Sintomas de TEPT relacionados ao racismo
Há alguns exemplos no dia a dia de vítimas de racismo que demonstram a manifestação do transtorno pós-traumático, como:
- Evitar estar em ambientes com muitos indivíduos brancos
- Evitar entrar em determinadas lojas com medo de ser seguido ou perseguido
- Evitar estar perto de policiais por medo de uma abordagem agressiva
- Evitar o convívio cotidiano com pessoas fora de sua classe ou raça
A especialista conta que, quando uma dessas situações precisam ser enfrentadas, os sentimentos de medo e ansiedade podem se manifestar com força, permitindo ou não que o indivíduo reconheça o motivo.
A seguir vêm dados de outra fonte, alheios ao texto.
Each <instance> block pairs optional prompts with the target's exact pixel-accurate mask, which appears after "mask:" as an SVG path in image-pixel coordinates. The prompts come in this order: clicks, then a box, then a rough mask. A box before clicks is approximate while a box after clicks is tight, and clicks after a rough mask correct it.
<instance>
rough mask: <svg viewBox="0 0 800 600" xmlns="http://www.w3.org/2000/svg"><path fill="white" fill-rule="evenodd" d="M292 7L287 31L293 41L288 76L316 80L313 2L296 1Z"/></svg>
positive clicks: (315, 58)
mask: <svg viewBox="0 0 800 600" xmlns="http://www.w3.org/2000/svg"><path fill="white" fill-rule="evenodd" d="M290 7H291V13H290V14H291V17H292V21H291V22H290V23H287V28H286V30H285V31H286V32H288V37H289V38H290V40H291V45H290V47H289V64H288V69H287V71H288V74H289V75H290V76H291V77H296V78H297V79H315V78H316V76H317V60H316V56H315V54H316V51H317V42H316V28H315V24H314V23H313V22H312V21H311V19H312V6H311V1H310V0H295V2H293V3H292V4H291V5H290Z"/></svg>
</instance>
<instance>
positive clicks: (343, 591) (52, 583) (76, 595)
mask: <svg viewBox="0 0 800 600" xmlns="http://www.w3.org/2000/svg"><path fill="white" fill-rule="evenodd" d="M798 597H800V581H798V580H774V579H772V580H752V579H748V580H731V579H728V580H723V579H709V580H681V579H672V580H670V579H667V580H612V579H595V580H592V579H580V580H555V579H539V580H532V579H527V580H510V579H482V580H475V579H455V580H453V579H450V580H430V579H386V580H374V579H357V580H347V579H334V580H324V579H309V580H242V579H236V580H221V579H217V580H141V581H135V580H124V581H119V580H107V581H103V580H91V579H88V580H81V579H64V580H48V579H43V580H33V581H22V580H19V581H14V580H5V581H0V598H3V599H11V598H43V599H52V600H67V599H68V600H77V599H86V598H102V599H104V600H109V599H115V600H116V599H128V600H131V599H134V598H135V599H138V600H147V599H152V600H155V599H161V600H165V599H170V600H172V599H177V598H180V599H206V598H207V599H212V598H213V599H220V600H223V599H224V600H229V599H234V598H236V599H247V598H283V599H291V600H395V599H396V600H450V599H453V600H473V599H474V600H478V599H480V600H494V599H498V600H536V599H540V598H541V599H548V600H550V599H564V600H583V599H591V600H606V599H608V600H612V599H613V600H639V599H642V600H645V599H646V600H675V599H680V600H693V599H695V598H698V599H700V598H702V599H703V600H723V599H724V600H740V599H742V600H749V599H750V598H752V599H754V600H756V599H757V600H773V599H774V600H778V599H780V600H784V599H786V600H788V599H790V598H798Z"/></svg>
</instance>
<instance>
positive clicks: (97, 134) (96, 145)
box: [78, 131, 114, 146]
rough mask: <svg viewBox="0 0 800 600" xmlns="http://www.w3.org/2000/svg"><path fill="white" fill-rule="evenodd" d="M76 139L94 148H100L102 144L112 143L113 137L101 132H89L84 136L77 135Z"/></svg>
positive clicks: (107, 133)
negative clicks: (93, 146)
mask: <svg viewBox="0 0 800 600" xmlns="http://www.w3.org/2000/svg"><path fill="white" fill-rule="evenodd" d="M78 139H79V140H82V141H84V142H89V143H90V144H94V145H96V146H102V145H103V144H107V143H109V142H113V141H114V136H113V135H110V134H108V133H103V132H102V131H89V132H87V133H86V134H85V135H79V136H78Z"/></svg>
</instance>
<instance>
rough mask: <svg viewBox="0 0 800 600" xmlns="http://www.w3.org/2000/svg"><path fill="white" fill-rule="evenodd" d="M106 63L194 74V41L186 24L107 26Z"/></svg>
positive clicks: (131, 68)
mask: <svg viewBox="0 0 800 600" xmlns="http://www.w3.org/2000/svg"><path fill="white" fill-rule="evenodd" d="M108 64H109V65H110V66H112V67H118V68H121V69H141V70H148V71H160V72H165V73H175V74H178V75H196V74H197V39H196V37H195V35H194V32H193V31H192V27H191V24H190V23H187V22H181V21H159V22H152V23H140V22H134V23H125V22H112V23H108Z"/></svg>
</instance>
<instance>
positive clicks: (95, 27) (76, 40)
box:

É possível superar a TEPT?
Embora a vivência numa sociedade racista não possa ser evitada, a boa notícia é que esse tipo de trauma pode ser tratado. De acordo com a psicóloga, o primeiro passo é reconhecer que esses sentimentos ansiosos são provenientes do racismo. Em seguida, é preciso criar uma estratégia de enfrentamento para situações de preconceito:
- Distanciar-se de pessoas e situações que manifestam atitudes de ódio
- Compreender que a atitude racista vem do outro, não de si mesmo
- Manusear o comportamento em certas situações, a fim de diminuir os sintomas do TEPT
Ellen Senra explica que, além do transtorno pós-traumático, o indivíduo que sofre racismo também pode desenvolver outras condições psicológicas, como o TOC (Transtorno Obsessivo-Compulsivo) e a ansiedade generalizada. Entretanto, a depressão segue sendo a doença que mais atinge a população que sofre com o preconceito racial.
"É importante ter uma educação anti-racista, fortalecer o indivíduo que passa por esse tipo de situação e prestar um serviço de qualidade no atendimento a essas pessoas, de forma que elas não se sintam invalidadas diante do seu próprio sofrimento", finaliza a psicóloga.
Vale reforçar também que racismo é considerado crime no Brasil há mais de 30 anos. Previsto na Lei nº 7.716/1989, esse ato de violência é inafiançável e imprescritível, podendo ser denunciado até mesmo pelo Ministério Público, não exigindo a representação oficial da vítima. O crime prevê pena de 2 a 5 anos de detenção.